トヨタ、インドに第4工場建設へ…2029年に年産50万台体制へ

トヨタ自動車が、インドに第4の生産拠点を設ける。拡大するインドの自動車需要に対応するためで、中東やアフリカ向け輸出も見据えた戦略だ。
12日、読売新聞などによると、トヨタはインド西部マハラシュトラ州のビードキン工業団地に新工場を建設し、2029年上半期から稼働を開始する計画だという。
今回の新工場は、トヨタにとってインドで4カ所目の生産拠点となる見通しだ。トヨタは現在、南部カルナータカ州ビダディで2工場を運営しており、年間約40万台の車両を生産している。さらに、今年稼働予定のカルナータカ第3工場と、今回発表されたマハラシュトラ第4工場が順次完成すれば、トヨタのインド国内における生産能力は年間50万台規模へ拡大する。
新設されるマハラシュトラ工場では、インド市場で人気の高いスポーツ用多目的車(SUV)を重点的に生産する予定だ。
インド市場の成長が、今回の投資拡大の背景にある。トヨタ側は新工場建設の目的について、「今後のインド市場における需要拡大や急速な市場変化に柔軟に対応するための先手を打つ措置だ」と説明した。
読売新聞は、昨年10月からインドで自動車関連の減税措置が実施されたことも、販売増加の要因になったと伝えた。トヨタのインド販売台数は前年比21%増の37万台を記録した。
海外メディアは、今回の決定について、インドを単なる内需市場ではなく、グローバル輸出ハブとして育成しようとするトヨタの戦略の一環だと分析している。マハラシュトラ州は西部海岸に隣接しており、中東やアフリカ諸国への輸送に適した物流拠点とされる。トヨタも、新工場で生産した車両をインド国内だけでなく周辺国へ輸出する案を検討している。

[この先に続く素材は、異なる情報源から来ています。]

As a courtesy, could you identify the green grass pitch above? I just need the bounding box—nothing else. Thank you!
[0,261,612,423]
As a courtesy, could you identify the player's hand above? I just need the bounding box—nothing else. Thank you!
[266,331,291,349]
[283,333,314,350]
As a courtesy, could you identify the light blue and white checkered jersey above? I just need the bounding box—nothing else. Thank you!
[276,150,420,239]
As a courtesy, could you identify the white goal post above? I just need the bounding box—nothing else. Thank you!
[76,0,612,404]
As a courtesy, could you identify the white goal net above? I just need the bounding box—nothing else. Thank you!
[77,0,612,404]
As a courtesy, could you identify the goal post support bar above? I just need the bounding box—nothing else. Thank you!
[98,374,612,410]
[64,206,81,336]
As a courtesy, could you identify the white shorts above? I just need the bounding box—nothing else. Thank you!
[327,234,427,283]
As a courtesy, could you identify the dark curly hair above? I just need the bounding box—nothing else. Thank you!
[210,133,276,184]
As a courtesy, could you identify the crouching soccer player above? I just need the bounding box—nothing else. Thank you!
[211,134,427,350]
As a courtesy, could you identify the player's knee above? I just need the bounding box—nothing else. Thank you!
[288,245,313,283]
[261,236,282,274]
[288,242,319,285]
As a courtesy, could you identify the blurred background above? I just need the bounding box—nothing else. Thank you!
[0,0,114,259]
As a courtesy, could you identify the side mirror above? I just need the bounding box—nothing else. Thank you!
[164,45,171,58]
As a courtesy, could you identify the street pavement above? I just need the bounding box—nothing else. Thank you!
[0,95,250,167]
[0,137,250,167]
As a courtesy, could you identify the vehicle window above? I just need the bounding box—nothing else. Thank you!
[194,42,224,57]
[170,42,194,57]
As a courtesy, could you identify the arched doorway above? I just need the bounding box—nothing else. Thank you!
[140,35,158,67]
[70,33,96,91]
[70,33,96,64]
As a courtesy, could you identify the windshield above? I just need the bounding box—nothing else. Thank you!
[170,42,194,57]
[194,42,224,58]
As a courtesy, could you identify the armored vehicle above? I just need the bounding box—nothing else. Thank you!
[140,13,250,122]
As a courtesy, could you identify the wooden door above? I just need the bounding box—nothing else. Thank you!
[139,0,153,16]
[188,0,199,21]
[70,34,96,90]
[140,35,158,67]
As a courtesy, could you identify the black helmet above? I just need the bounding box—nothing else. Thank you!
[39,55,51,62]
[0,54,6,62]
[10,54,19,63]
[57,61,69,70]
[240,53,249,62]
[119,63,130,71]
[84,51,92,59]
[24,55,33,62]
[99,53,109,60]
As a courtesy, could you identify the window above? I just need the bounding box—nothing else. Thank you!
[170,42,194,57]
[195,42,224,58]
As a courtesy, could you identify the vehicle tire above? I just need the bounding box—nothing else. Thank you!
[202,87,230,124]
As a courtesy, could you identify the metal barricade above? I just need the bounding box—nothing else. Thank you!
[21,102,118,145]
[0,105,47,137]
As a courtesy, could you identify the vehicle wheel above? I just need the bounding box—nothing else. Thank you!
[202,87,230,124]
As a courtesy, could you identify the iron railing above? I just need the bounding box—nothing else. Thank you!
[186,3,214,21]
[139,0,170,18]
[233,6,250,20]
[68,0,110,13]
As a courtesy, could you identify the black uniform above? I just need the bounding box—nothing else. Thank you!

インド自動車市場の競争は、ますます激しさを増している。現在シェア首位のマルチ・スズキは、2030年以降、インド国内の生産能力を年間400万台まで引き上げる目標を掲げている。
また、現代自動車もGMのタレガオン工場を買収するなど、生産設備拡大を積極的に進めている。今回のトヨタによる第4工場建設発表は、こうした競合各社の動きに対応し、市場主導権を握り続ける狙いがあるとみられている。
トヨタやスズキによる積極投資に歩調を合わせる形で、世界の自動車部品メーカー各社もインド国内での工場新設・増設を加速させており、インド自動車産業全体のエコシステムにも変化が広がる見通しだ。
専門家らは、「インドが『ポスト中国』時代の主要製造拠点として浮上する中、世界の完成車メーカーによるインド市場の先取り競争は、今後数年間でさらに激化するだろう」との見方を示している。